Hi, being an student of M.C.A 1st sem ,I personally request all the members to help me on the said tropic. THANK YOU ALL.
Code: int x=5; int *ptr_to_x = &x; printf("x is %d\n", *ptr_to_x); Does that help? If not, what are your specific questions?
Thanks,xpi0t0s. Actually I need some help in accessing structures using pointers. For example:- write a program to access structures , by creating a set of structures using Dynamic Memory Allocation
Ok, so where exactly are you stuck? Do you know how to define a structure? To allocate memory dynamically? Make a start and see how far you get; you might surprise yourself and be able to do it all on your own. The chances are that you've already got the information you need.
Ya I know how to define a structure & allocate memory dynamically, but I can't understand how to access those structures. For ex:- struct sname *p; p=(struct sname *)malloc(n*(sizeof(struct sname))); now I have allocated memory for 'n' structures. Now kindly help me in using them.

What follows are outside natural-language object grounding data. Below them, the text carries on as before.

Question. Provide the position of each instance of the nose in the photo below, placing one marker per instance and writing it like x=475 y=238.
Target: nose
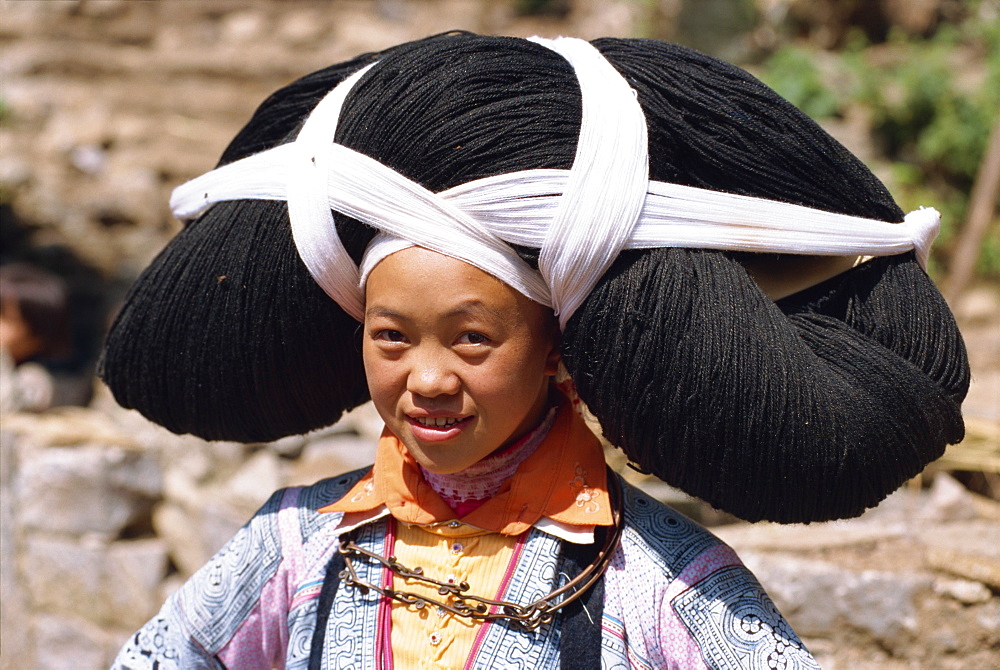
x=431 y=375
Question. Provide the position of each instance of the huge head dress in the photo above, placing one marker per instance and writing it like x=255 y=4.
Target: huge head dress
x=632 y=185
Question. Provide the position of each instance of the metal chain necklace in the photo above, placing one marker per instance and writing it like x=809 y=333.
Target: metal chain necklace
x=459 y=602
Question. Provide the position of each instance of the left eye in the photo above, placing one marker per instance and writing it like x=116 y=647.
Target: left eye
x=472 y=338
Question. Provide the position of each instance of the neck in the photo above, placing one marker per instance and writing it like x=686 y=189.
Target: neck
x=467 y=489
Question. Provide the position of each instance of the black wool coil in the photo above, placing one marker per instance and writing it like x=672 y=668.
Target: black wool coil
x=808 y=409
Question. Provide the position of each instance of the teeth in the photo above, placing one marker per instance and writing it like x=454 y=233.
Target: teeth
x=431 y=422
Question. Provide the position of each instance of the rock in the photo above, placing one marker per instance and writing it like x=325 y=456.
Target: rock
x=109 y=585
x=195 y=529
x=947 y=500
x=880 y=604
x=70 y=642
x=81 y=490
x=14 y=620
x=254 y=483
x=963 y=590
x=329 y=456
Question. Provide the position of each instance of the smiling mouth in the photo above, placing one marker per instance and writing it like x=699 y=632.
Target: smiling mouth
x=437 y=422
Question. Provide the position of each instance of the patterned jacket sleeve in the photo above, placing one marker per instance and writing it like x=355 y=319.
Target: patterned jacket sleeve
x=710 y=611
x=217 y=619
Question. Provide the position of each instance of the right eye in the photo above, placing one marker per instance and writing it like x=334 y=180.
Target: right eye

It's very simple. Suppose you had an automatic version: struct sname M; and let's say that struct sname contains an integer j you would access this as M.j, and assign to it with, e.g., M.j=10. I assume you already know this. With the code you've given above, array semantics will work, so p[5] is the 6th element of p, which will point to p+5*sizeof(struct sname) (in bytes). The compiler knows that p is a pointer to type struct sname so operations like p++ will use the size of the structure, so if p=1000 and sizeof(struct sname) is 10, then p++ will set p to 1010, not to 1001. [[ So this is why I added "(in bytes)", because if you actually do p+5*sizeof(struct sname) then this will evaluate to 1000+(5*10)*10=1500. ]] So to access the structure members just replace M with p[5]. Assign a value with p[5].j=10;, just as in the automatic version. Copy this to another variable with, e.g. int x=p[5].j;
Does '.' operator works ,when we are using addresses or we have to use the '->' operator, which one is better?
It's not a case of one being better than the other; these are different syntaxes for different situations. . accesses the members of an automatic/static structure, and -> accesses members via a pointer. So: struct sname A, *B; defines A as a struct sname and B as a pointer to a struct sname, to access member j in each, you need A.j or B->j. (Note however that B doesn't point to anything at present, so B->j is going to give you undefined behaviour.) A->j won't work because A isn't a pointer, and B.j won't work because B _is_ a pointer. Both these will throw compiler errors. B->j is effectively a shortcut of, and neater than, (*B).j.